Jaimoe moved into Duane’s place by the river, where they would hang out and listen to records. Jaimoe turned Duane on to John Coltrane; Duane exposed him to Buffalo Springfield and Dylan’s John Wesley Harding. After Jaimoe had been in Alabama for six weeks, Duane decided that his sideman days were over. Jaimoe relates, “Duane said, ‘Man, I’m tired of doing this shit. Pack up your drums. We’re leaving.'” They went down to Jacksonville, Florida, to steal away a bassist Duane knew, Berry Oakley, who’d been touring with bubblegum singer Tommy Roe but had been born in Chicago and was steeped in the blues. While in Jacksonville, they stayed with old Allman friend Butch Trucks. There were rock jams in the local park every Sunday afternoon, so Duane and Jaimoe joined in.

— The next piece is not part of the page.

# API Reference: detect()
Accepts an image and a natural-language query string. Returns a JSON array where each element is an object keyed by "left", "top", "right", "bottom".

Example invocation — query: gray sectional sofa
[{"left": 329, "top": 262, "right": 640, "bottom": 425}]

On Sunday, March 23rd, 1969, they stayed home to jam instead of going into the sunshine, and a group was born. Duane and Jaimoe were there, and Trucks, and Oakley and guitarist Dickey Betts from Oakley’s band, the Second Coming. They played for three hours straight, seamlessly flowing from slow blues to up-tempo shuffles, reading each other’s cues perfectly. When it ended, everyone in the room had chills; Duane stood in front of the door and told the others, “Anybody in this room who’s not going to play in my band, you’ve got to fight your way out.”
Betts’ father played fiddle, guitar and mandolin on weekends; during the week, he was a carpenter. Dad taught his son Forrest Richard Betts (born December 12th, 1943, in West Palm Beach, Florida) to play mandolin but wouldn’t show him his woodworking secrets. “You got too much talent,” he said. “If you don’t want to play music, I want you to be a doctor or an attorney.” Dickey Betts graduated from weekend country-music jams with his family to the electric guitar, striving to copy Chuck Berry licks. At seventeen, he got his first professional gig: touring with the Swinging Saints, who played on the midway of a circus, twelve times a day. Betts learned carny talk and then came home and falsified his birth certificate so he could play in nightclubs — which he did for the next eight years.